Just days after the end of the 84th legislative session, one state representative is admitting that provisions added to Gov. Greg Abbott’s landmark ethics legislation by the leadership of the Texas House were designed to kill the bill.
State Rep. Patricia Harless (R–Spring) took to her Facebook account to defend her vote in favor of provisions added to Senate Bill 19 that would have prohibited citizens from recording elected officials at the Capitol. The filming prohibition and other measures that Governor Abbott has labeled “unconstitutional,” were added in committee to Senate Bill 19 – an omnibus ethics bill directed at shining light on the financial dealings of state legislators.
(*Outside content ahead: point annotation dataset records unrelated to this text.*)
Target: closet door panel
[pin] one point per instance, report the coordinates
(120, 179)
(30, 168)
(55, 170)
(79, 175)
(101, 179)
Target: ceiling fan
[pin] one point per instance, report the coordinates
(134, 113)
Harless voted to add the unconstitutional language to the bill in the State Affairs committee and supported the provisions on the floor of the House as well. Yet she is now telling constituents that the “version of SB 19 that came to the House floor was never going to pass both chambers.”
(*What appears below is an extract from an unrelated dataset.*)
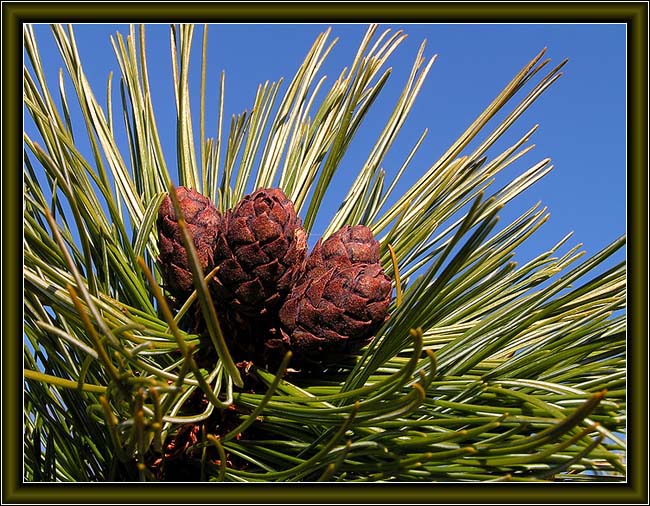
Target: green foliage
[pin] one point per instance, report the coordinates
(486, 370)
Senate Bill 19 contained a number of provisions that would have shed light on legislators’ conflicts of interests. The version of the bill that was passed unanimously by the Senate and praised by Gov. Abbott would have stripped legislators who were convicted of bribery and abuse of office from collecting their taxpayer-funded pensions. It also would have prohibited public officials from simultaneously working as lobbyists for private interests, and would have required legislators to disclose when they received legal referral fees or made money on government contracts.
Lawmakers in other states such as New York have been criminally prosecuted for bribery schemes involving the abuse of legal referral fees.
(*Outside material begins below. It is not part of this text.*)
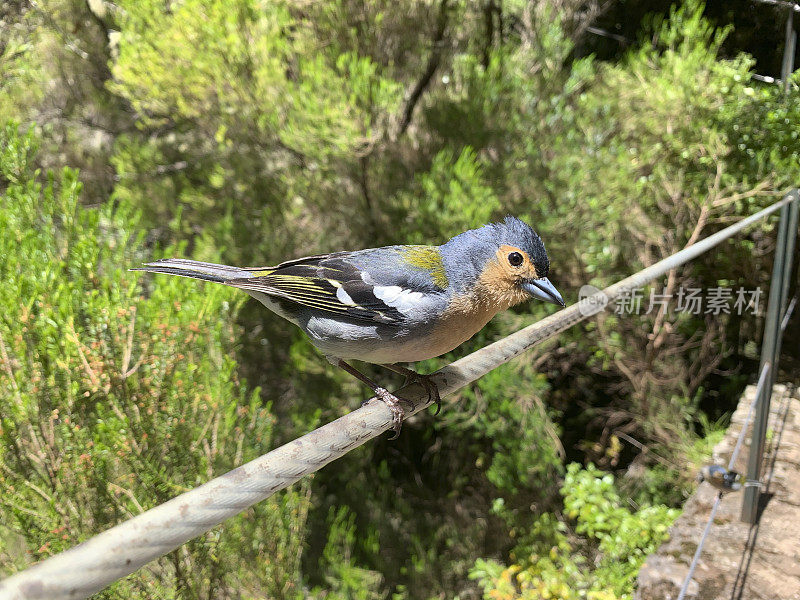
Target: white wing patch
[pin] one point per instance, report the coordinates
(397, 297)
(344, 297)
When the bill went to the House State Affairs Committee, however, Harless and Chairman Byron Cook (R–Corsicana) watered down the elements directed at legislators and slapped on provisions attacking citizen journalists and other groups. Along with banning recording in the capitol, the substituted bill would have required individuals, businesses, organizations, and churches that engaged in independent political speech about candidates or measures (such as local bond elections or referendums) to disclose all sources of non-commercial income.
Gov. Abbott blasted the House-added provision as unconstitutional. Some critics noted that it would have required churches active in the fight against the Houston gender-neutral restroom ordinance to disclose the name and address of every person who put money in the church’s collection plate and the amount of their tithe.
When SB 19 reached the House floor, conservative State Rep. Matt Rinaldi (R–Irving) offered a complete floor substitute that would have reverted the bill back to the original version passed by the Texas Senate, the one that would have delivered true ethics reform rather than use government to target citizens. That amendment, which would have allowed the House to pass a clean ethics bill, was defeated on a vote of 33-113.
When the bad House version of SB 19 went to conference committee, Senators offered to work with the House to craft a compromise directed at legislators (though still potentially watered down). But House negotiators refused to budge, and declared that the bill was “graveyard dead” if it didn’t include the unconstitutional elements.